Even though SB 136 didn’t pass, Gorden-Byrne says she learned a lot from the experience. It gave her and DRTR’s members a good framework to move into 2015, when it hopes to make bigger gains in rule-making bodies.
At the federal level, the Electronic Frontier Foundation, a similar digital rights group, is working with Congressman Blake Farenhold (R-Texas) to introduce a bill designed to allow consumers to transfer operating software along with a device when they sell it or give it away. The You Own Devices Act (YODA) (https://www.eff.org/deeplinks/2014/09/bill-introduced-congress-let-you-actually-own-things-even-if-they-contain-software) would override current End of Use agreements and other contracts that prohibit consumers from reselling their electronics or giving them to a friend or family member when they are done with them. The bill stalled in 2014 but Congressman Farenhold plans to introduce it again in 2015.
Automotive industry provides a framework
DRTR’s legislation draws heavily on a model agreement between car manufacturers and independent repair shops earlier this year. Automobiles come with plenty of electronics these days, and mechanics were concerned they might be forced out of business because the manufacturers were only sharing their diagnostic tools with their franchised dealers. People who wanted to repair their own cars were running into similar roadblocks.
In 2012 Massachusetts passed H. 4362, a “Right to Repair” (https://massrighttorepair.com/about/2013-right-to-repair-law/) law, which “ensures motor vehicle owners and independent repairers have complete repair information and diagnostic tools necessary to successfully repair a motor vehicle.” According to the Right to Repair Coalition’s website, “for vehicles manufactured from 2002 and thereafter, the law requires manufacturers to provide to owners and independent repairers the same website repair information and access to the same original equipment diagnostic tools that manufactures provide to dealers at a fair market price.”

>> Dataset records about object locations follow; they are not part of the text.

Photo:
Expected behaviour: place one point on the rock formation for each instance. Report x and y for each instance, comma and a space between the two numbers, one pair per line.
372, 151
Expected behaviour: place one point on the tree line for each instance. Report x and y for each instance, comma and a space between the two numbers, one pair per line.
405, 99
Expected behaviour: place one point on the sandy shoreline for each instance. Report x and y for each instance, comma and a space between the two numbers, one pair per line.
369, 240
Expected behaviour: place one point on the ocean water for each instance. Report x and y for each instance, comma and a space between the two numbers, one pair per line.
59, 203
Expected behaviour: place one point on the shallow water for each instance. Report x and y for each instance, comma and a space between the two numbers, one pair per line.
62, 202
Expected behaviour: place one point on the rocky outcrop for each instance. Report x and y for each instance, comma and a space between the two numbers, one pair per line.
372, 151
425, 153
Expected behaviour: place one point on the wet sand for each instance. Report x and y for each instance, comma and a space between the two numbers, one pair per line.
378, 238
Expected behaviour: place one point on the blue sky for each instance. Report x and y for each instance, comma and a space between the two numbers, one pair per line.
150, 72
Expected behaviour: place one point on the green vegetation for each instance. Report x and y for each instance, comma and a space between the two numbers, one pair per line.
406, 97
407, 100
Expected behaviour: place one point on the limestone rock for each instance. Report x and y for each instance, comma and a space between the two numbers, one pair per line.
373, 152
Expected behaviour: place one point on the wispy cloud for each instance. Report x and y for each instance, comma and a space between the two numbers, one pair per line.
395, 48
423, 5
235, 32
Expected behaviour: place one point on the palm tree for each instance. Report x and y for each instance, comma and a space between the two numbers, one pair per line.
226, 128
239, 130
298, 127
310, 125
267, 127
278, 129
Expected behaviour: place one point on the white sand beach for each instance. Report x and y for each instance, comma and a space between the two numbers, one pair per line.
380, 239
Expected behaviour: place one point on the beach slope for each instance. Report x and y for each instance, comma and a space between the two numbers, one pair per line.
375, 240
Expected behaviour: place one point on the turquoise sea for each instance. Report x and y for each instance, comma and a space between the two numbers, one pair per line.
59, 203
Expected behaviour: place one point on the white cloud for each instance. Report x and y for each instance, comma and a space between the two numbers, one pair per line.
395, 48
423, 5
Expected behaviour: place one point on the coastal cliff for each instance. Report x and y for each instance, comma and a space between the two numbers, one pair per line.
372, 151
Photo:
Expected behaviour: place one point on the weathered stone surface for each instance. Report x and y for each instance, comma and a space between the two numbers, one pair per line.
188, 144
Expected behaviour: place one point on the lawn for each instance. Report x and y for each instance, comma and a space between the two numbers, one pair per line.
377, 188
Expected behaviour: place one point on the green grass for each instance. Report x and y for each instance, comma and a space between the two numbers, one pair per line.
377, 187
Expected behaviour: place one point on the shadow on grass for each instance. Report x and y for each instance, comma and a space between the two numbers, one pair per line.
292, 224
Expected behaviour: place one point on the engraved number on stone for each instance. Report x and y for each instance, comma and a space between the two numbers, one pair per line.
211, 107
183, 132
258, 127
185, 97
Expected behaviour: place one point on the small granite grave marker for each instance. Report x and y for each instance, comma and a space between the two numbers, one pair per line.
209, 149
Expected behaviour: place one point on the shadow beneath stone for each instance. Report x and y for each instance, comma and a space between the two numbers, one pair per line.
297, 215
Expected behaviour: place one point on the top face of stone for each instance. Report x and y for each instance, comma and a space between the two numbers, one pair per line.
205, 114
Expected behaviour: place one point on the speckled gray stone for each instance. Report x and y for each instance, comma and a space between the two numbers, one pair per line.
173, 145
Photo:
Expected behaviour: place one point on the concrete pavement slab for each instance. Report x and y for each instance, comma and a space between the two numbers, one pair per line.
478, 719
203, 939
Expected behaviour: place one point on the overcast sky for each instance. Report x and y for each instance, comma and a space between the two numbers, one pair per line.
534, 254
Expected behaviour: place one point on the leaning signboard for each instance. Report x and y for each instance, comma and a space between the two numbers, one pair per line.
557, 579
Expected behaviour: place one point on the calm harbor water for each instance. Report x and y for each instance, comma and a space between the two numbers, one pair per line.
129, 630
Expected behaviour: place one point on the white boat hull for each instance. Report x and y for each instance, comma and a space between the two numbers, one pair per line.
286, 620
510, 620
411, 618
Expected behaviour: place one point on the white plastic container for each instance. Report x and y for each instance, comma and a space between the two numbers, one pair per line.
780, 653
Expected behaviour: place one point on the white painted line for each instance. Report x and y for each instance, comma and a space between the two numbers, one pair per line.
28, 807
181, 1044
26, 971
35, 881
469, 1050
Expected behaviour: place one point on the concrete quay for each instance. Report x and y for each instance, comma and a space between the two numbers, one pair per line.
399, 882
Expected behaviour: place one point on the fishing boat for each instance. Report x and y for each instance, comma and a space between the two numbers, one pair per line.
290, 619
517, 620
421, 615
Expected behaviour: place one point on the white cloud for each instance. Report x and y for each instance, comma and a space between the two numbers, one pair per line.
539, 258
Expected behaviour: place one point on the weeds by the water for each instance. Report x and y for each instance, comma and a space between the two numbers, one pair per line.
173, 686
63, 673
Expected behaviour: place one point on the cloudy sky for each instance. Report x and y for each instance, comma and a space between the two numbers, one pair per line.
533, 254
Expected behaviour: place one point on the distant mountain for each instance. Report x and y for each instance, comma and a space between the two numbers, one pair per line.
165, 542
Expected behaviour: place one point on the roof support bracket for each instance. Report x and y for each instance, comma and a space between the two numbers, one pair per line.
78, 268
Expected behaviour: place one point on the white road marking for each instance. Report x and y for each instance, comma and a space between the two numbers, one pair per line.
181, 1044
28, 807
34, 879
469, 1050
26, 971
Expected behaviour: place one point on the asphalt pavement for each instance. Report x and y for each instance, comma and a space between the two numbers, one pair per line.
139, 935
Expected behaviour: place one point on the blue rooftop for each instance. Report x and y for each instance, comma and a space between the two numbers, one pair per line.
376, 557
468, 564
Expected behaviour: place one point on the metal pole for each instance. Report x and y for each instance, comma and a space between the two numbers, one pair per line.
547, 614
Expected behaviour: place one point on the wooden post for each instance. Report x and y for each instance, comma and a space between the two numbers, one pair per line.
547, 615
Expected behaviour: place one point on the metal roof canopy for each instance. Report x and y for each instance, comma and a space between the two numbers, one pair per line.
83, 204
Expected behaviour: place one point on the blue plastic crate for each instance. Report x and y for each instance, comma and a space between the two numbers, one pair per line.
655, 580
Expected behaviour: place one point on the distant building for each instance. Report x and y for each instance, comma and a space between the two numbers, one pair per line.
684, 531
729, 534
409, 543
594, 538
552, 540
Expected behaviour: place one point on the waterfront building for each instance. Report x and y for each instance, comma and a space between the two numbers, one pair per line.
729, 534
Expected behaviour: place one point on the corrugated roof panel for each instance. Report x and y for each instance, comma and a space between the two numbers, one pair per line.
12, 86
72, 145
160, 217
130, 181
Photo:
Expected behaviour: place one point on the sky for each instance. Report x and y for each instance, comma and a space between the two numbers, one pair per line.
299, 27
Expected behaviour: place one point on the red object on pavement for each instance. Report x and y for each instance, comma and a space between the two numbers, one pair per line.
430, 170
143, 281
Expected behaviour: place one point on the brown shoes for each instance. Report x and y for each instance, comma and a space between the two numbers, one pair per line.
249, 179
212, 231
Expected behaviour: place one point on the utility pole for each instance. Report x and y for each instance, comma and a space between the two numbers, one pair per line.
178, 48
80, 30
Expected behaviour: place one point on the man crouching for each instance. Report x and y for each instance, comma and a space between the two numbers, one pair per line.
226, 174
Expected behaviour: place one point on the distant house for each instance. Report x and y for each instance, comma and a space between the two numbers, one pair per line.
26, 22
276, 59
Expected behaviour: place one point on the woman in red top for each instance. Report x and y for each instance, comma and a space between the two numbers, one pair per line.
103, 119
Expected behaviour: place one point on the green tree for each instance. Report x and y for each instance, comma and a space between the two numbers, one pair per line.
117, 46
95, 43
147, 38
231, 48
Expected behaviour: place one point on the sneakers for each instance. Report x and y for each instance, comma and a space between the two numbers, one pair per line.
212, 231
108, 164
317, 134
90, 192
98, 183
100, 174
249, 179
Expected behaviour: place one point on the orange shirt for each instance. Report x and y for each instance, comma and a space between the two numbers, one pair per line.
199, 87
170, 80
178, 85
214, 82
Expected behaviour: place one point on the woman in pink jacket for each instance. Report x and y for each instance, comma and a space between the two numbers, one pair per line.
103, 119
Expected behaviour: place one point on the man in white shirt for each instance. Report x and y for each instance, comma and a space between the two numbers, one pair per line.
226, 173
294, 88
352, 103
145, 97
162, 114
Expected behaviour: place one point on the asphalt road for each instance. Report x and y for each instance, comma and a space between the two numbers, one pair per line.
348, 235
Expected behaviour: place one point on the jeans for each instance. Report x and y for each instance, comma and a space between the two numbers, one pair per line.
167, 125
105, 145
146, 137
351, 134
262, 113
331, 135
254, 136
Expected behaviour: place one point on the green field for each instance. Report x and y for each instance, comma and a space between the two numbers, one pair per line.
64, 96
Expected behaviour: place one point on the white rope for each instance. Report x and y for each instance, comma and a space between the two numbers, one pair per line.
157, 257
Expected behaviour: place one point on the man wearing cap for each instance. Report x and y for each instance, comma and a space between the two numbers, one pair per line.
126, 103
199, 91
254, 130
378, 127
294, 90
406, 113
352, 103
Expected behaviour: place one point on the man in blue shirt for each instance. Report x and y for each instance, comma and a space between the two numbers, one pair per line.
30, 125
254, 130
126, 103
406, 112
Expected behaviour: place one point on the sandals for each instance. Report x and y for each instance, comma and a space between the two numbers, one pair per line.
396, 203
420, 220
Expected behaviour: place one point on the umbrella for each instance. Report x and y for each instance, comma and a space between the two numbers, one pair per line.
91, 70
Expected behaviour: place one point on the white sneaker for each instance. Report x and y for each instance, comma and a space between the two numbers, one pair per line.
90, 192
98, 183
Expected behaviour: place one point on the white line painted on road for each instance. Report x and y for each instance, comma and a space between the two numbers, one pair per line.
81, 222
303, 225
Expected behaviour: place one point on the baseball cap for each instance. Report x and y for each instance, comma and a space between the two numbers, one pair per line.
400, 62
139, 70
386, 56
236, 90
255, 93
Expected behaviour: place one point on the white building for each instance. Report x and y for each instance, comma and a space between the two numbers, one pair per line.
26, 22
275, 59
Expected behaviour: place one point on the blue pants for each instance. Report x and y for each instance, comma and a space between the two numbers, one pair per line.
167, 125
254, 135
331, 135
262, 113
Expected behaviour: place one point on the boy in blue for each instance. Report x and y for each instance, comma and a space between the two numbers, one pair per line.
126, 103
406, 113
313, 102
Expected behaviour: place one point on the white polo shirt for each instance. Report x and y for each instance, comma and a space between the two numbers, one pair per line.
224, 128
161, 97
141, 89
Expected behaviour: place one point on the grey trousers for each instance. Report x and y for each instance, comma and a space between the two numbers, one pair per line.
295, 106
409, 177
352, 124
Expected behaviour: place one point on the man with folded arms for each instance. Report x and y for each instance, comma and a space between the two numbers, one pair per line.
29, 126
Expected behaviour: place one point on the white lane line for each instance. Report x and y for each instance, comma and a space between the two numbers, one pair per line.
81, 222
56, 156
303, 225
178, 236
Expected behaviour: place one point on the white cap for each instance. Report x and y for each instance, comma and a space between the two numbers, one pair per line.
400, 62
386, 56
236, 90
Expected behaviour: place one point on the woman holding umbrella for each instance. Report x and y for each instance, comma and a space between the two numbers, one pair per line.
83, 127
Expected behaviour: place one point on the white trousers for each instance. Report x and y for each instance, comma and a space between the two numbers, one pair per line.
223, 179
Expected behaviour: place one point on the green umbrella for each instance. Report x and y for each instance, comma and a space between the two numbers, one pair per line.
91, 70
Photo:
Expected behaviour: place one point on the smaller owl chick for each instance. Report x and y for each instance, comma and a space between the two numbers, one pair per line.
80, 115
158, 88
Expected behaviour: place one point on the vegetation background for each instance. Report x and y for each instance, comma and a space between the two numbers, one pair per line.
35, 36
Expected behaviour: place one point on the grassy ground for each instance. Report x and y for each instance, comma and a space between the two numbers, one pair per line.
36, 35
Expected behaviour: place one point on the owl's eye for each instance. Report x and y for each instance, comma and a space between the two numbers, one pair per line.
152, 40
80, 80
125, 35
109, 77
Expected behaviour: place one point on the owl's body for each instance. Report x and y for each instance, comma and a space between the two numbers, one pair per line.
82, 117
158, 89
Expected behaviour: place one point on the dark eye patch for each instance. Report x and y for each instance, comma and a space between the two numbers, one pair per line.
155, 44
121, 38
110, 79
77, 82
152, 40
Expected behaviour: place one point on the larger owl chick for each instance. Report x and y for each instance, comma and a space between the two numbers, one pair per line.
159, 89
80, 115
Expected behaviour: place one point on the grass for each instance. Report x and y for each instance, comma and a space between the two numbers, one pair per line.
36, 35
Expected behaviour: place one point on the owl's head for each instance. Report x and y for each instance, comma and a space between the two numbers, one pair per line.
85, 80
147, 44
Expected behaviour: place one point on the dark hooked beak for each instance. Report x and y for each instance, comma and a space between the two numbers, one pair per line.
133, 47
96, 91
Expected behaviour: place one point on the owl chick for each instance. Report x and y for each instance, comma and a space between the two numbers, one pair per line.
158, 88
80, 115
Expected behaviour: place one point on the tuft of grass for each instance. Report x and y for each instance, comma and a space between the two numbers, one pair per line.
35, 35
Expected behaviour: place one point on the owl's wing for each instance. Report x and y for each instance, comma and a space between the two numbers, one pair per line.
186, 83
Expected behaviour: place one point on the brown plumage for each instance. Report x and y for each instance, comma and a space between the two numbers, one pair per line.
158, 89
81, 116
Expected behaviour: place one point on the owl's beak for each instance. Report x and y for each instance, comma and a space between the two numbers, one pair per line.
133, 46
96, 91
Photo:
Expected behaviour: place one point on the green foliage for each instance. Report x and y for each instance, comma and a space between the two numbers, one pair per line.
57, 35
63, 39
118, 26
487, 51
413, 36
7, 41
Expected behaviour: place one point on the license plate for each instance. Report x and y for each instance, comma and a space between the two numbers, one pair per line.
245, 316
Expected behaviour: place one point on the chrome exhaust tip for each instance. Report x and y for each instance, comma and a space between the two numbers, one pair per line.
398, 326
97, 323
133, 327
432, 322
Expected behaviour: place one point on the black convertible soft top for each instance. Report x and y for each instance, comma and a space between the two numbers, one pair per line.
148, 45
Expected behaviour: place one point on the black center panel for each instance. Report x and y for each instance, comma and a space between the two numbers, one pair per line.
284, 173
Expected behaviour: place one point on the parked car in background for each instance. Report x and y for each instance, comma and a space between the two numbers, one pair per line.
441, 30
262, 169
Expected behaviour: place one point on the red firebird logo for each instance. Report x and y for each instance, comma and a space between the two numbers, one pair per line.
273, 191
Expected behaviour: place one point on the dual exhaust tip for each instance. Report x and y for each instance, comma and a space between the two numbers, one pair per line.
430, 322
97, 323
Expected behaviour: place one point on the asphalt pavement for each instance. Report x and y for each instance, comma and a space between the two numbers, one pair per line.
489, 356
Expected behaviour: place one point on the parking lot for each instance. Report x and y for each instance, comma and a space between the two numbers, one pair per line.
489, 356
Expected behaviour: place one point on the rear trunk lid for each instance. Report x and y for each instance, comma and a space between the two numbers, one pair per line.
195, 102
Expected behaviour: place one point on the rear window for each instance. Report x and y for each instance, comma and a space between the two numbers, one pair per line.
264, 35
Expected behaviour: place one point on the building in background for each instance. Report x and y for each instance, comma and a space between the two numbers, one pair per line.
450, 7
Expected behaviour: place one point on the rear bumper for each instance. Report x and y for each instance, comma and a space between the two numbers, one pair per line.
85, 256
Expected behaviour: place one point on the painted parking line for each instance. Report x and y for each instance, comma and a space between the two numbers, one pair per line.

When the law passed in Massachusetts, several additional states expressed interest in working on similar laws in 2013. Rather than ending up with 50 different policies in 50 different states, automobile manufacturers created a memorandum of understanding with the two largest associations representing independent mechanics. The MOU is very similar to the Massachusetts law in that it requires car manufacturers to provide everyone with the tools and information they need to repair used cars, not just their franchisees.
Gordon-Byrne hopes electronics manufacturers will eventually agree to similar legislation for things like smart phones, servers and medical equipment. “If it’s good for a car, why isn’t it good for a boat? Why isn’t it good for a washing machine?” For now, keep an eye on the DRTR and the Electronic Frontier Foundation websites for more information about their efforts to pass consumer protection laws this year.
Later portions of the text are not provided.